CXCR4/CXCL12 signaling contributes to the migration of neural stem/progenitor cell (NS/PC)-derived cells in response to polarized macrophages. (a–d) The mRNA expression levels of cxcr4 (a and b) and cxcl12 (c and d) are shown in (a and c) M0-, M1-, and M2-CM-treated NS/PCs and (b and d) M0, M1, and M2 macrophages in vitro. (e) Western blot analysis of CXCR4 expression in M0-, M1-, and M2-CM-treated NS/PCs. Spleen tissue was used as the positive control. (f) Quantitative densitometric analysis indicated that M1-CM-treated NS/PCs expressed elevated levels of CXCR4. (g) CXCL12 expression in NS/PCs cultured with M0, M1-, or M2-CM, as well as in M0, M1, and M2 macrophages. Space bar = 10 μm. (h) IHC images of CXCL12 expression in engrafted NS/PC-derived cells cotransplanted with macrophages into the injured spinal cord. Space bar = 10 μm. (i) NS/PC migration induced by M0, M1-, or M2-CM in a transwell assay with and without AMD3100. Space bar = 50 μm. Data in (a–d) and (f) were pooled from three independent experiments (*P < 0.05, **P < 0.01, ***P < 0.001).

Figure 7

Migratory patterns of engrafted neural stem/progenitor cell (NS/PC)-derived cells after cotransplantation of AMD3100-treated NS/PCs and macrophages. (a–d) Migration patterns are shown of (a) NS/PCs transplanted alone and (b–d) NS/PCs cotransplanted with (b) M0 macrophages, (c) M1 macrophages and (d) M2 macrophages.
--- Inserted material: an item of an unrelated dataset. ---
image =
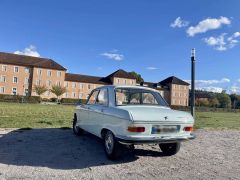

In a–d, ** denotes the lesion epicenter. (e) Statistical results showing the integrated optical density (IOD) and the migration distance (P1, P2, P3, and P4) of engrafted NS/PC-derived cells after cotransplantation of AMD3100-treated NS/PCs and macrophages in injured spinal cord. M0+NS/PCs versus M2+NS/PCs, P1 < 0.001; M0+NS/PCs versus M1+NS/PCs, P2 < 0.01; NS/PCs versus M2+NS/PCs, P3 < 0.001; M1+ NS/PCs versus M2+NS/PCs, P4 < 0.001. Space bars = 1 mm.